NIRD and service platform downtime on Thursday 22nd of August.

Update:

  • 2019-08-26 12:45: NIRD project areas are mounted on Fram login nodes.
  • 2019-08-25 14:15:Service Platform is up now, you can login now to NIRD and access your files.
    NIRD project areas will be reconnected to Fram tomorrow.
  • 2019-08-23 18:42: Vendor started a forced health check on the system which is taking more time then expected. We will re-open access to NIRD and Service Platform as soon as checks and rebuilds are finished.
  • 2019-08-23 08:05: Storage vendor has finished the hardware replacements and installation of new firmware on the storage system.
    We are currently monitoring the storage system together with the vendor.

Dear NIRD and Service Platform users,

We have a planned downtime on the 22nd of August, to replace some defective hardware. Systems will be taken offline starting from 08:00AM.

Engineer from storage vendor will assist us from the very first hour.

We expect the maintenance to finish in one and a half day.

NIRD projects will still be accessible during the maintenance

from login-trd.nird.sigma2.no but in read-only mode.

Will keep you updated here.

Sorry for the short notice.

Metacenter Operations

NIRD and Service Platform downtime – 26.06.2019

  • 2019-07-02 08:00: All Service Platform services resumed. It might be that some of the services are not properly working and need to be restarted after the maintenance.
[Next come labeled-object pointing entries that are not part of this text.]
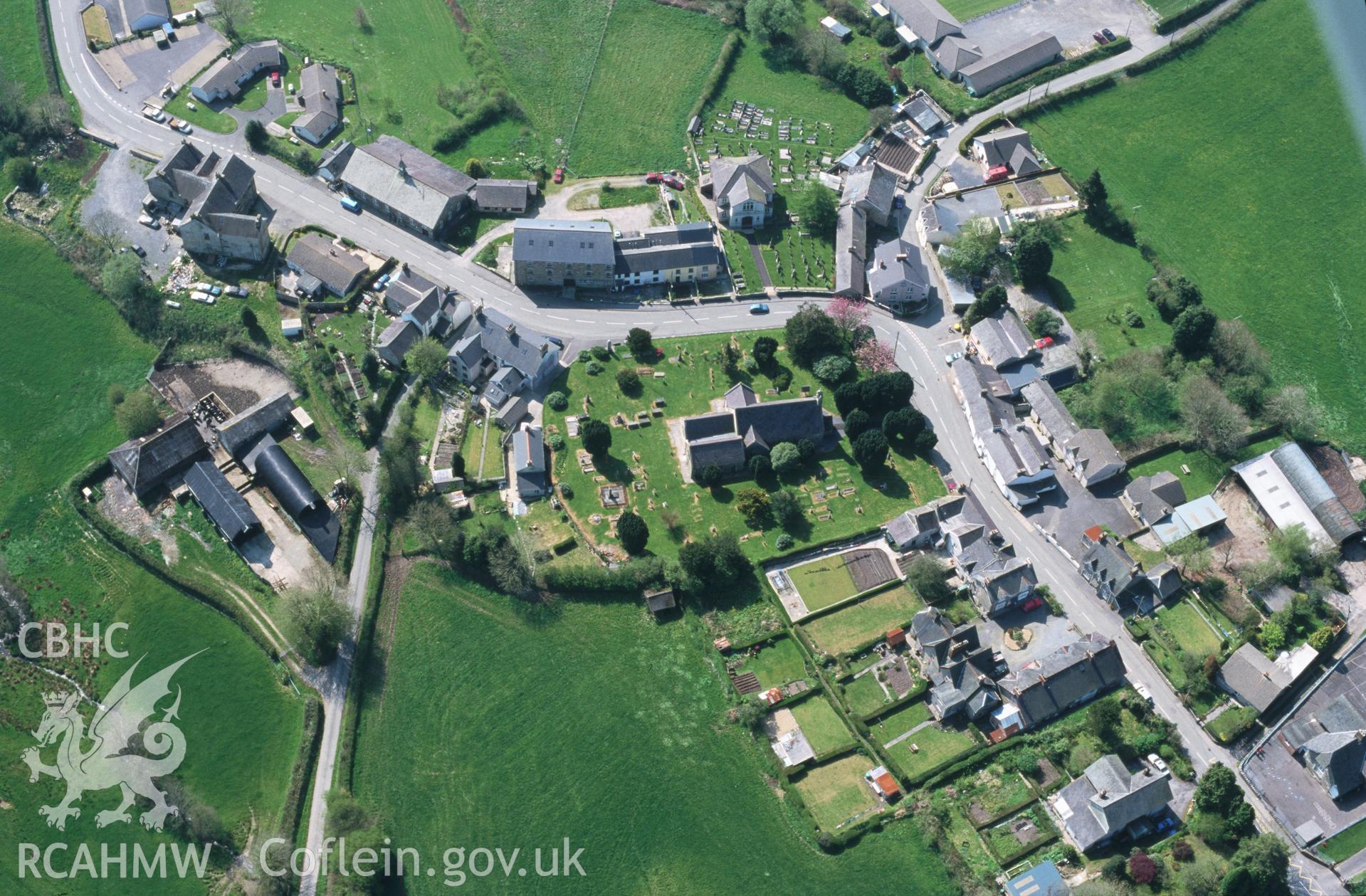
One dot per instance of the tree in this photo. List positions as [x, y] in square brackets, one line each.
[426, 358]
[819, 208]
[597, 436]
[23, 174]
[137, 414]
[871, 450]
[1043, 322]
[1193, 330]
[784, 456]
[857, 422]
[1033, 258]
[641, 344]
[810, 334]
[631, 532]
[319, 619]
[992, 301]
[772, 21]
[1209, 417]
[929, 576]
If you experience any problem with your service, please do not hesitate to contact us asap.
  • 2019-06-27 19:58: NIRD filesystems are mounted back to Fram.
  • 2019-06-27 19:46: NIRD login nodes are started back now, you may login and access your files stored on NIRD.
    Remaining Service Platform services will be started tomorrow morning.
  • 2019-06-27 09:54: We are starting back and testing the file system now.
  • 2019-06-26 22:08: All hardware replacements are done now and the storage system is monitored for any signs of instability. Starting back of the filesystem is planned for tomorrow morning. We will keep you updated.
  • 2019-06-26 14:05: Vendor is meticulously checking each NIRD storage component and decided to replace main controller chassis.
    In the mean time we are applying firmware updates on the Service Platform to improve stability and security.
  • 2019-06-26 08:15: Maintenance has started.

Dear NIRD and Service Platform User,

We have a planned downtime on the 26th of June, Wednesday next week, to replace some defective hardware. Systems will taken offline starting from 08:00AM.

Engineer from storage vendor will assist us from the very first hour.

We expect the maintenance to finish in one day.
Will keep you updated here.

Metacenter Operations

Missing mounts for Project NS2345K on NIRD

Missing mounts for Project NS2345K on NIRD
The NFS server which is exporting /tos-project1/NS2345K/FRAM to NIRD/FRAM has crashed yesterday around 16:00. We have recovered the NFS server and /tos-project1/NS2345K/FRAM is re-exported agian. We are currently working on mounting the filesystem in login containers and meanwhile investigating the cause. We are sorry for the inconveniences caused.